In this paper they show that we can achieve exponential performance scaling over dataset size, when the samples added are pruned to be only the best examples. This beats power law scaling in a big way. There is still no free lunch, in some sense, because in most cases it will become progressively harder to add new useful samples as the dataset gets bigger. But this is a big deal for computation, because it means that the number of samples in the dataset is not nearly as important as the coverage and quality that the dataset provides.This also means that scaling laws for compute (usually expressed as a function of dataset and model size) are dataset-specific and not generalizable, because of how much sample quality affects data scaling.

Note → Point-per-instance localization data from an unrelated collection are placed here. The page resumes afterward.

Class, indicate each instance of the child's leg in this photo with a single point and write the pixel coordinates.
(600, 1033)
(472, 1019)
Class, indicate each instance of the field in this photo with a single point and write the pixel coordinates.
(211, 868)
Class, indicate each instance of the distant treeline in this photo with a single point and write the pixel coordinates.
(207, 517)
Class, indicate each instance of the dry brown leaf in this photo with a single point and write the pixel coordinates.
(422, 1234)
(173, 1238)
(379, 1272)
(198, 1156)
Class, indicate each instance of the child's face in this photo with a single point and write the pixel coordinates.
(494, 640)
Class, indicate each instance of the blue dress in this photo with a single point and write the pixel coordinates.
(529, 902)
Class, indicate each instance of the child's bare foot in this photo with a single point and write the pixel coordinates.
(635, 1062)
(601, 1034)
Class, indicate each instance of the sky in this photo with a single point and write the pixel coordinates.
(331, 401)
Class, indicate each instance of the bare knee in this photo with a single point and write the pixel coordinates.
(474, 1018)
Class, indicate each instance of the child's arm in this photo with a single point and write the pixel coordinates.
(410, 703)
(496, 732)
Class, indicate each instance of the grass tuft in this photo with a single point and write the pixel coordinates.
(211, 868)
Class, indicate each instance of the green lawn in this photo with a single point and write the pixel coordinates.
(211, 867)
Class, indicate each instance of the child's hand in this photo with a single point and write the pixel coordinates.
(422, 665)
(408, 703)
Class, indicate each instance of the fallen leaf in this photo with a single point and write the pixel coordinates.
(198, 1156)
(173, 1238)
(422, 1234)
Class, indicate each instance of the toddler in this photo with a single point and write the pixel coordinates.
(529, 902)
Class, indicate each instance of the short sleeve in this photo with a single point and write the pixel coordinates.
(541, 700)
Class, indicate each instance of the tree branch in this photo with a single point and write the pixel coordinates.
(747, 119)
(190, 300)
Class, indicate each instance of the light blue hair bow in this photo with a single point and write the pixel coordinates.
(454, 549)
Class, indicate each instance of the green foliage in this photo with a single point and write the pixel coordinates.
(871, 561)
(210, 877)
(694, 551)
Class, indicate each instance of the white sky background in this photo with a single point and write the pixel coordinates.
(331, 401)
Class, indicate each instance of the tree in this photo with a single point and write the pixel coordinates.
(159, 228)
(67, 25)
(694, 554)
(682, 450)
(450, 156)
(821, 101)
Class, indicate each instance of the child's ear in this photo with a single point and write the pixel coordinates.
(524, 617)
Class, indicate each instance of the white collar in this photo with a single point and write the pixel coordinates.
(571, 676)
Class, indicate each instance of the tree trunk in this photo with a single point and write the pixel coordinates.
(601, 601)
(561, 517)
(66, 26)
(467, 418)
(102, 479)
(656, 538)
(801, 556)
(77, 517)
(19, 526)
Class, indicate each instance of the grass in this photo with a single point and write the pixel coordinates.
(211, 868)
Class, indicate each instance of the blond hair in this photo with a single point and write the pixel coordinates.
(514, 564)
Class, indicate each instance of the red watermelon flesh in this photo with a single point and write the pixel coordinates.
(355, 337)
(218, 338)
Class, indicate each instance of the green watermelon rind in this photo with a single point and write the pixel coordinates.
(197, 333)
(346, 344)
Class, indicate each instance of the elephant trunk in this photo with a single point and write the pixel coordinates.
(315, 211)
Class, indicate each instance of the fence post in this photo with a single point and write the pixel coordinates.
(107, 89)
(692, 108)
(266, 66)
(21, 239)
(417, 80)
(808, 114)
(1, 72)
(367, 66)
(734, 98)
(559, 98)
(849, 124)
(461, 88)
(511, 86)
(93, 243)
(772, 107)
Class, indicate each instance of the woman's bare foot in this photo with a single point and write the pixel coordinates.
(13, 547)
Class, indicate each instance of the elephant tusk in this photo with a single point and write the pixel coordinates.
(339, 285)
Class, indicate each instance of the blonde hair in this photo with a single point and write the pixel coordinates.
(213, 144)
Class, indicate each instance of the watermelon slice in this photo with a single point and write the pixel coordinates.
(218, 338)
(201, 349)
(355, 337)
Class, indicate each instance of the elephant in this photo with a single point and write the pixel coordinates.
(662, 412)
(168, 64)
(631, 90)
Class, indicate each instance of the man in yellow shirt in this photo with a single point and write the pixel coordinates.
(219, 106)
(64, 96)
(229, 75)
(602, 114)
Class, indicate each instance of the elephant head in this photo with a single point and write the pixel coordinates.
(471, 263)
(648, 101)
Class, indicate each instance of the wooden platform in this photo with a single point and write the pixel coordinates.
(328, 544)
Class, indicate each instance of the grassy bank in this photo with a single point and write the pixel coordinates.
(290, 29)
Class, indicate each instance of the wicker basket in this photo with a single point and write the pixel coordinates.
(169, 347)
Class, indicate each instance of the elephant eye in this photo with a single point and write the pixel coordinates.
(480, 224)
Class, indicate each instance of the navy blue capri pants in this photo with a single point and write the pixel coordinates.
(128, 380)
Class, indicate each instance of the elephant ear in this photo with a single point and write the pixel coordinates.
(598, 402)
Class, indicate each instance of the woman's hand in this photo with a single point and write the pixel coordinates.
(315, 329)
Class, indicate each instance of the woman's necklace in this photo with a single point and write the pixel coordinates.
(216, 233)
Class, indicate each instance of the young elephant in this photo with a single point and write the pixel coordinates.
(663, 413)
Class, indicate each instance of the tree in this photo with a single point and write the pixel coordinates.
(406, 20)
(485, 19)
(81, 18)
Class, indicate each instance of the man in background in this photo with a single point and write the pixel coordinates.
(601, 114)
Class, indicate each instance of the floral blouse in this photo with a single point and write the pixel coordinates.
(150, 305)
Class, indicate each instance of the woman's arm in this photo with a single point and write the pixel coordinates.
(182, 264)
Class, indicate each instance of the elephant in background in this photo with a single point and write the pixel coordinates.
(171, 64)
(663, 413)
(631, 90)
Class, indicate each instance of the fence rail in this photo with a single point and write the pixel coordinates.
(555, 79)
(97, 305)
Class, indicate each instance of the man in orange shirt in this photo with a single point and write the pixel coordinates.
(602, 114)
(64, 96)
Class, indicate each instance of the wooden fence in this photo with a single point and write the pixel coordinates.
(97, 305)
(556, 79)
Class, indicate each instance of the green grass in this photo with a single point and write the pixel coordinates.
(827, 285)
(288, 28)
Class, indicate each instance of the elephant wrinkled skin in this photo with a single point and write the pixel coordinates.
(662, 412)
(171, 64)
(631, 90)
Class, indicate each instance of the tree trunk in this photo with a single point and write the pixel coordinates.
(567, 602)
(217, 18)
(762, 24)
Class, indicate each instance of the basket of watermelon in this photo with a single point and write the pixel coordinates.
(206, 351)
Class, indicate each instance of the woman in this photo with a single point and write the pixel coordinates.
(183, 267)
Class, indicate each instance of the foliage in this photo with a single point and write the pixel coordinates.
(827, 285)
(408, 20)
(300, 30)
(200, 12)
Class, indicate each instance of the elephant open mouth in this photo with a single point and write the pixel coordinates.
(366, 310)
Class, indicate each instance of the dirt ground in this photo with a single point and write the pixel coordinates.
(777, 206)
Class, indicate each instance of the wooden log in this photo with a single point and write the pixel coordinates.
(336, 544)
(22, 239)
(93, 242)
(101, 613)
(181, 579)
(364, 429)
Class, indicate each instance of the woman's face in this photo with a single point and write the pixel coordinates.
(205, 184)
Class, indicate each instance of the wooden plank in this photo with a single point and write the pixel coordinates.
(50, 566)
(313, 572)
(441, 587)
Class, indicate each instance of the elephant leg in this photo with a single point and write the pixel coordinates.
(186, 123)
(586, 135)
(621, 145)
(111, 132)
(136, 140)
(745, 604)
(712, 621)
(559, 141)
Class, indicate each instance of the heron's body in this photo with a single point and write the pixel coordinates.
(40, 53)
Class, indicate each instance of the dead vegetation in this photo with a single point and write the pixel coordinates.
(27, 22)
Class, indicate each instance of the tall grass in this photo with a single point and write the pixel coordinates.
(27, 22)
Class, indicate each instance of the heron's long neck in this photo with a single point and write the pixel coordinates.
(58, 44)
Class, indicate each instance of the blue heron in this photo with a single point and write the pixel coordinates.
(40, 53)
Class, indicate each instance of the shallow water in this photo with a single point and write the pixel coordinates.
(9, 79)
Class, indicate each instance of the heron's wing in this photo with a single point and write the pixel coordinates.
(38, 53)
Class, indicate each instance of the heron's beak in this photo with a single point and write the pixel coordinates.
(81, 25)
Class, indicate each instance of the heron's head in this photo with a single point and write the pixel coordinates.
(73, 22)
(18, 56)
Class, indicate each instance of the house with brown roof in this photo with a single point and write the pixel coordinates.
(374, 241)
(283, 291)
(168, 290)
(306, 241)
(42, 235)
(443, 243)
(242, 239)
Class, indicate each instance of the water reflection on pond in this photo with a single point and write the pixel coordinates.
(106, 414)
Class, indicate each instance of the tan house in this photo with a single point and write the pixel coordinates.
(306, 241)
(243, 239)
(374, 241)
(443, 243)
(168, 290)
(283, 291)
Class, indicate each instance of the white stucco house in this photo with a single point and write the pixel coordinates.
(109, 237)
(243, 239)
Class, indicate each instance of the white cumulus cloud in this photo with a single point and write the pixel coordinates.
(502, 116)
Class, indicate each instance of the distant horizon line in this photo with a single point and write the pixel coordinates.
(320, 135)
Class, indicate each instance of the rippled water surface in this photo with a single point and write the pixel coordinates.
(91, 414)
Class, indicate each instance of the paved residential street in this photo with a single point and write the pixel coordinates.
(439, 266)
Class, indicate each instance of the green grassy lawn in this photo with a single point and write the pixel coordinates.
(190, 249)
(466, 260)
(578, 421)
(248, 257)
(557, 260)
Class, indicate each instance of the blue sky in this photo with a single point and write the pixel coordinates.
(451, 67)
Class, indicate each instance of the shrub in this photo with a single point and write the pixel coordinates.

Unfortunately, the authors found that “dataset pruning strongly increases class imbalance”. To remedy this, they modified their pruning metrics to ensure that every class had at least 50% of the images that it would have if all classes were pruned equally. This leads me to the question: what is the scaling behavior for worst group performance under data pruning?We don’t even know yet what the scaling behavior of worst group performance is without data pruning.
They found that “performance often increased [beyond the results reported in this paper] when the same number [of] training iterations on the full dataset was carried out on the pruned dataset, resulting in … additional training epochs,” but we see in Appendix J that this gain is small (maybe not statistically significant?), and achieved after only 40-60% of the additional epochs required to reach the same number of iterations.